Susie Mesure

Life’s survivors: The Angel of Rome and Other Stories, by Jess Walter, reviewed

Come for the satire, stay for the one-liners, and take succour from the hope Walter finds in a world where everyone needs an angel from time to time

Jess Walter. 
issue 13 May 2023

Anyone who has read Jess Walter’s Beautiful Ruins will want to turn straight to ‘The Angel of Rome’, the title story in this second collection by the versatile American author. Like the novel that elevated Walter from an underrated writer of police procedurals and thrillers to one capable of bestsellers, ‘The Angel of Rome’ is set in Italy and features a filmset and glamorous actors. Both are also partly based on real life.

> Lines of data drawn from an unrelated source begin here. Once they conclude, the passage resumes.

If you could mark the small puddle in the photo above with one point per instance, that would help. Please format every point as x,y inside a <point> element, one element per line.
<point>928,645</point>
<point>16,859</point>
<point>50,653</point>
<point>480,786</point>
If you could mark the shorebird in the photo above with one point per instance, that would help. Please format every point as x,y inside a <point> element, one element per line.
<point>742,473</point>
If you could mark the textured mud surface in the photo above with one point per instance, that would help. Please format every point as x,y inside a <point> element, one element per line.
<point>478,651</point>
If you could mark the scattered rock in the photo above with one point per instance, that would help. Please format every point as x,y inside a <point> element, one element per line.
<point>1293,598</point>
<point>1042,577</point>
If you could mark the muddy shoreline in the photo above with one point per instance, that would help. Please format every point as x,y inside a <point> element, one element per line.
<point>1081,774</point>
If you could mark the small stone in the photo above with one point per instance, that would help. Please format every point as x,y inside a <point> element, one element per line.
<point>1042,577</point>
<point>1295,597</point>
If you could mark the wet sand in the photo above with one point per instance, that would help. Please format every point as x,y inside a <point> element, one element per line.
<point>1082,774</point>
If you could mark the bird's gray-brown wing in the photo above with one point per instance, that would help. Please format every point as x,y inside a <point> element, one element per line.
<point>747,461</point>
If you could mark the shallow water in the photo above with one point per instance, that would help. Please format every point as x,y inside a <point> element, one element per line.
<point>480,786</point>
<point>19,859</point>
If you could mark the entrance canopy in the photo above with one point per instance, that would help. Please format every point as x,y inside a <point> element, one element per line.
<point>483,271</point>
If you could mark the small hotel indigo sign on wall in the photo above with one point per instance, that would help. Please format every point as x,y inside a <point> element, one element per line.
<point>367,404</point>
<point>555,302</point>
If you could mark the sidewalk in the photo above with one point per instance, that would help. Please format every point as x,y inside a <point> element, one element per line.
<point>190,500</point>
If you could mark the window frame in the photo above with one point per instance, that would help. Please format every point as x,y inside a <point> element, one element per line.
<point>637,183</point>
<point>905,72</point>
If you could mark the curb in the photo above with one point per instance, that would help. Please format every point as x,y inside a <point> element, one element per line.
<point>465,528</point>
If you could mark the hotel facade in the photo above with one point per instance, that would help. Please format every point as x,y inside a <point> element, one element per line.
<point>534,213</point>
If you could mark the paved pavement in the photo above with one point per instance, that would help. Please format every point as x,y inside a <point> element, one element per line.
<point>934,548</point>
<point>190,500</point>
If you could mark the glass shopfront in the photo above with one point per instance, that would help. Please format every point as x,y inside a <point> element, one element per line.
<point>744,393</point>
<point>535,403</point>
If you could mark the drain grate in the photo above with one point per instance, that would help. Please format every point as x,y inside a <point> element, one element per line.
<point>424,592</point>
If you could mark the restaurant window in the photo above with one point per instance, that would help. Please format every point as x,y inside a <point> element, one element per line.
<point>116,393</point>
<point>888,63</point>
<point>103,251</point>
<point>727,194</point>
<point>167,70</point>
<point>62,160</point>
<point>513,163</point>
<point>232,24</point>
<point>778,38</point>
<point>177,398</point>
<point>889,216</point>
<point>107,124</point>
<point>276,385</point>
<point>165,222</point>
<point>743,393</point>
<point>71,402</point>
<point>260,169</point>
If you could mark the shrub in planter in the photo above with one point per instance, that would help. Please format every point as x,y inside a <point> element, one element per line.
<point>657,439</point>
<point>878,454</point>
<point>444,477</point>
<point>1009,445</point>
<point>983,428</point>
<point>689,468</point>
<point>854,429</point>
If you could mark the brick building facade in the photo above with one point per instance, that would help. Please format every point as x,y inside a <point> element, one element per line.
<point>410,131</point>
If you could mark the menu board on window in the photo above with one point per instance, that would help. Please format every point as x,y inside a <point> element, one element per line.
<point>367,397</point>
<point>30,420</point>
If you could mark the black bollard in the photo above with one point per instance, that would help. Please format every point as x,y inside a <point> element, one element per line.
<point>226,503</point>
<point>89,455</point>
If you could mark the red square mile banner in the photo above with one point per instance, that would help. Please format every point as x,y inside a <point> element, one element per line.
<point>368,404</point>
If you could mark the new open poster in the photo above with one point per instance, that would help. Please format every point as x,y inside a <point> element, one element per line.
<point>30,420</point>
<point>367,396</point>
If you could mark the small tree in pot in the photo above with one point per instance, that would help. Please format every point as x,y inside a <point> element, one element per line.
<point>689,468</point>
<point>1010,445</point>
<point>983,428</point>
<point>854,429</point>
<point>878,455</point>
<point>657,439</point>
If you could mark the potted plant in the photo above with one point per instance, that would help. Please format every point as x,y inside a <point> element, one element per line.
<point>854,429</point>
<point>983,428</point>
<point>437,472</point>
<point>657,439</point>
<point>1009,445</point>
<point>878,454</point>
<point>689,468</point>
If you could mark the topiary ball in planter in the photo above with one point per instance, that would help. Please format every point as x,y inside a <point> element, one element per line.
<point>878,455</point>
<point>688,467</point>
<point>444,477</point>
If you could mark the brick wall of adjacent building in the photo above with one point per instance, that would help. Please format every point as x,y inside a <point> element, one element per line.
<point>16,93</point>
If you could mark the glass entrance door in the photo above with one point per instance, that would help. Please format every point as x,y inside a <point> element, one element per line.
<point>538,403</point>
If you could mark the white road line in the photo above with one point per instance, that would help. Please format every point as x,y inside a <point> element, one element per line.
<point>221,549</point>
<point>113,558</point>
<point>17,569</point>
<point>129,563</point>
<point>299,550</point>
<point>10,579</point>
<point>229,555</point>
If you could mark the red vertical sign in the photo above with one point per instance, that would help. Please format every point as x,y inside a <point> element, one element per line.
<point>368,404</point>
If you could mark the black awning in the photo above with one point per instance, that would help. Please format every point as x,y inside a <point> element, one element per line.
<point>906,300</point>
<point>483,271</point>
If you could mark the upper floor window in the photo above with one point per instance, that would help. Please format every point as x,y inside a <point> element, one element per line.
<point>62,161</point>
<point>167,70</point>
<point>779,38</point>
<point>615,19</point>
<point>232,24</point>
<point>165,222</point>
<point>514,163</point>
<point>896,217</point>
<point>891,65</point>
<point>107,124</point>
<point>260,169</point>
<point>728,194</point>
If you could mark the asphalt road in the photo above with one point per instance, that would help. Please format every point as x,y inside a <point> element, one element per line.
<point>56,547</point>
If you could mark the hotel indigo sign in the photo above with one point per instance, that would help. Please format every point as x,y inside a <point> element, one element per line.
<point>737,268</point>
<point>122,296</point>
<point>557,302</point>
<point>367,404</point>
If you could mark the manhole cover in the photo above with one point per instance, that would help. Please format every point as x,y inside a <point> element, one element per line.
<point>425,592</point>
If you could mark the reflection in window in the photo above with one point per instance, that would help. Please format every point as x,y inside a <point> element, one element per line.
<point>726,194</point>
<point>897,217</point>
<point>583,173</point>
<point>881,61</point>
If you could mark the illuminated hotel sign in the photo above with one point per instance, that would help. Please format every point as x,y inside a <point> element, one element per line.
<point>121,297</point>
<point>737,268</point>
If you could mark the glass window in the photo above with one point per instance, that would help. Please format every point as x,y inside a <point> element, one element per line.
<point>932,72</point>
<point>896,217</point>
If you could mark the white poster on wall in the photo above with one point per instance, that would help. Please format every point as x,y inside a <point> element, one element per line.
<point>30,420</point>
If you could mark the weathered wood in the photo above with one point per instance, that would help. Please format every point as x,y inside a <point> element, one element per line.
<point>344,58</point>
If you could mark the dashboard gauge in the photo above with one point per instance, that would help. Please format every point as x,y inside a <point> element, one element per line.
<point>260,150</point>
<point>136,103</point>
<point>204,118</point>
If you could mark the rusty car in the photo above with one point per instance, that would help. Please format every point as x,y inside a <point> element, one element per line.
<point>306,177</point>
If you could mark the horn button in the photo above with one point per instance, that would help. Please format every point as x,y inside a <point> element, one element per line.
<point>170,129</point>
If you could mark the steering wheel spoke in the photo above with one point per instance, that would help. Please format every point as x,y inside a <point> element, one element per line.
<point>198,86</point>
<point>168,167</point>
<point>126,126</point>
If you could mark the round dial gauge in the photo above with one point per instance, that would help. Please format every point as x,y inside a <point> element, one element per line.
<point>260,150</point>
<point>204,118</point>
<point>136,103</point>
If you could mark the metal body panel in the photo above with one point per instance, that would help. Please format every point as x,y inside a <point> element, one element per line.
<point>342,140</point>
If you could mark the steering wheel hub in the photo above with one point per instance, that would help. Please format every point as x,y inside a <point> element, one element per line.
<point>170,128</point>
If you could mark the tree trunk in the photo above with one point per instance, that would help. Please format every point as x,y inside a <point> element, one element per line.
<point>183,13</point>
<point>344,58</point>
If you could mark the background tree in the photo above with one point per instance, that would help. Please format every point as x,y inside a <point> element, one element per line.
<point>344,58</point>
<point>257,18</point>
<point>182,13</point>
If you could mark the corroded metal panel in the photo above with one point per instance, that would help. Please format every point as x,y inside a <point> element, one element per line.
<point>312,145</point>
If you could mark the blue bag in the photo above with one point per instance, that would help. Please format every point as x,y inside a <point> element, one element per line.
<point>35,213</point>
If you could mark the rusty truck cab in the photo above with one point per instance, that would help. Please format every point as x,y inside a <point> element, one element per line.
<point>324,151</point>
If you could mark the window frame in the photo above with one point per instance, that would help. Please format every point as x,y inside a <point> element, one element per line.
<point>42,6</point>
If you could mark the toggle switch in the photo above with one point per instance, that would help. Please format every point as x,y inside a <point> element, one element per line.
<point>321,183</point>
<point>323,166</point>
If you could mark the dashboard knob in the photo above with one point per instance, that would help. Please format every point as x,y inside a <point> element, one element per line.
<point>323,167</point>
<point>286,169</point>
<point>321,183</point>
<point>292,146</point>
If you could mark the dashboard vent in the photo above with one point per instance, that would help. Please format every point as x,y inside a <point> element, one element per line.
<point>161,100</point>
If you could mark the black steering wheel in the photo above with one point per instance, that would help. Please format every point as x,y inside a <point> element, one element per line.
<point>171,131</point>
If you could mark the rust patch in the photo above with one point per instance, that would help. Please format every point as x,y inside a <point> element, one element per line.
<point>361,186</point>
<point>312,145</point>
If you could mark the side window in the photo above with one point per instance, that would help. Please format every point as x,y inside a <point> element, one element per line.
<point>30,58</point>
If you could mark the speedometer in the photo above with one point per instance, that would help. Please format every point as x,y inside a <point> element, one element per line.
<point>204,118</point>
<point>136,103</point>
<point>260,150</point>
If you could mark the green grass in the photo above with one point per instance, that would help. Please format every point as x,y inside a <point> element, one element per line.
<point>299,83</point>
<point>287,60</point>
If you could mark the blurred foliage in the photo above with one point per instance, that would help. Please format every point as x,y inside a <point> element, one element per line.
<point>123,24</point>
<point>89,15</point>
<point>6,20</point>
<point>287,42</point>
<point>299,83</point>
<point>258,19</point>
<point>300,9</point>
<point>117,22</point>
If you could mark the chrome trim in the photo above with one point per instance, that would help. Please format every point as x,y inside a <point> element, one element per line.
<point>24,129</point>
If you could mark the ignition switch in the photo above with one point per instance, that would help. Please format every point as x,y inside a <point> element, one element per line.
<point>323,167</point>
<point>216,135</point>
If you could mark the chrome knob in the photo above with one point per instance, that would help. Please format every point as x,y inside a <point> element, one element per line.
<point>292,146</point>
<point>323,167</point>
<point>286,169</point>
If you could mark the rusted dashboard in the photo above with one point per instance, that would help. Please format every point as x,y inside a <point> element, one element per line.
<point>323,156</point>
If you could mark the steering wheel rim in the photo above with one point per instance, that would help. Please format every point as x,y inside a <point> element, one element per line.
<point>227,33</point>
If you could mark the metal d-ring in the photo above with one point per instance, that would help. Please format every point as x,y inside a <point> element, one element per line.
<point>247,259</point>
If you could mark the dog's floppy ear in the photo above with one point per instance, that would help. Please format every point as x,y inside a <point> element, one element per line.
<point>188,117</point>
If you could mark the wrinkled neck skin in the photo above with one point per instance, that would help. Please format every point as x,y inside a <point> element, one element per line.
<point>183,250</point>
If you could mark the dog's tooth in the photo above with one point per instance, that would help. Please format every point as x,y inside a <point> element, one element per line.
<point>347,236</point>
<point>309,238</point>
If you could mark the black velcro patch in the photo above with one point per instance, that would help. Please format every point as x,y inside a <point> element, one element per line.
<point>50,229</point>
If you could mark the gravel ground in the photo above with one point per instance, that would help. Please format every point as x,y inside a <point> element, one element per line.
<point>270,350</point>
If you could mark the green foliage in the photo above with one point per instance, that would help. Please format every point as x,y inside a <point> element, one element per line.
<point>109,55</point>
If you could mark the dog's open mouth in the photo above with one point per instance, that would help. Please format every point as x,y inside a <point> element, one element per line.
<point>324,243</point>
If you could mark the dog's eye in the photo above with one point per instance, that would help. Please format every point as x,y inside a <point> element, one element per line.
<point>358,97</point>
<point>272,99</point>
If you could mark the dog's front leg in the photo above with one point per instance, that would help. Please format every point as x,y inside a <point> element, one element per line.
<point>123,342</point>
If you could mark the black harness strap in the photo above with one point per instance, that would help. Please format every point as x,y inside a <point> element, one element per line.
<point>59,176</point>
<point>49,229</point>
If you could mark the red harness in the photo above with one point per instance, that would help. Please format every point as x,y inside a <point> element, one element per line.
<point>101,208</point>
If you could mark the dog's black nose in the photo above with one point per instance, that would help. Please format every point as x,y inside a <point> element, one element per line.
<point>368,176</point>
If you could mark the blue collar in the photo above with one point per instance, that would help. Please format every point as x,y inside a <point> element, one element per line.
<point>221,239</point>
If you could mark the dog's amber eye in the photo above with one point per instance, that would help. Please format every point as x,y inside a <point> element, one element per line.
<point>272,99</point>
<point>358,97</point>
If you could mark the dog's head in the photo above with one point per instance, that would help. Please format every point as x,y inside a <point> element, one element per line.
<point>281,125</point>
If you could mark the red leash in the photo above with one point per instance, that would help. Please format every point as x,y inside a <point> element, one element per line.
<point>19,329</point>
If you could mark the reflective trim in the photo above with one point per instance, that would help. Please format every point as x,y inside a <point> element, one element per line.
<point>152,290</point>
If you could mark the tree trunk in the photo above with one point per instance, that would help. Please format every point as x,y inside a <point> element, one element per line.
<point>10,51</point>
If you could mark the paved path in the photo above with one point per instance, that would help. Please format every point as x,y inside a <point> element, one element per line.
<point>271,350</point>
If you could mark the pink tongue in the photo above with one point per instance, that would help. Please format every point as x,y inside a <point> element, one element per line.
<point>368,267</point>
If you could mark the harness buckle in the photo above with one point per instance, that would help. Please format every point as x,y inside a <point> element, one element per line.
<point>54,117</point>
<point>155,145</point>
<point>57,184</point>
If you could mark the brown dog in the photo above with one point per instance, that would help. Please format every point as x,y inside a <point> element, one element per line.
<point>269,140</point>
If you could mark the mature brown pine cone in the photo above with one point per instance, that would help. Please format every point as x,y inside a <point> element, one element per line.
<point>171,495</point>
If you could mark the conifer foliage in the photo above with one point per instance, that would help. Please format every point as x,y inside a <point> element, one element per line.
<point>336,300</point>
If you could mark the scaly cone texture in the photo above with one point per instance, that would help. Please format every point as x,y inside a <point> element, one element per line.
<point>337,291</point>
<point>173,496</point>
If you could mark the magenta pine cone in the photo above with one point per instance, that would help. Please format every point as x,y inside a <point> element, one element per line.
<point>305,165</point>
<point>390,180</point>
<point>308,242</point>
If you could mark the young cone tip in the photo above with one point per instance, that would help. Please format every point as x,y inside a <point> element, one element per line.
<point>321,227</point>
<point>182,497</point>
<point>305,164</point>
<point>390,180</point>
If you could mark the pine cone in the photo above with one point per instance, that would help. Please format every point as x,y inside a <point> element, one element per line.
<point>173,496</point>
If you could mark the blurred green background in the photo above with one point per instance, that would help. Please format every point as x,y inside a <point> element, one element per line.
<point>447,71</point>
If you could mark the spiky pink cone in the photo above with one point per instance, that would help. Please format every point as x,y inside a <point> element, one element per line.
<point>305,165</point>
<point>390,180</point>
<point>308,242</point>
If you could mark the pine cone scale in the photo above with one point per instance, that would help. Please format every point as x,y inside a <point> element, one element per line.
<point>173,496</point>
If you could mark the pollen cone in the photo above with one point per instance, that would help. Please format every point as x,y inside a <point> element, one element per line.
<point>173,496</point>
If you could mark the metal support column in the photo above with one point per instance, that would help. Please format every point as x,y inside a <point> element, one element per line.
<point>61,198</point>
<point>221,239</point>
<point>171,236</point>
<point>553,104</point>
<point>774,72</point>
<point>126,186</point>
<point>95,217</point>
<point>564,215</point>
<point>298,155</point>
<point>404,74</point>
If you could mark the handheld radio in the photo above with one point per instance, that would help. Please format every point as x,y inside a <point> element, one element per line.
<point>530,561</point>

In Beautiful Ruins, Walter plays with what happened during the filming of the 1963 epic Cleopatra. Here he bases the story on an episode in the life of Edoardo Ballerini, an actor who read Beautiful Ruins. Walter, who lives in Spokane, Washington, co-credits Ballerini at the end of the story, which is about Jack Rigel, a shy 21-year-old wannabe writer who stumbles across a filmset while studying Latin, badly, on a scholarship in Rome.

Rigel’s angel is a washed-up American TV actor who enlists him as his translator and confidant.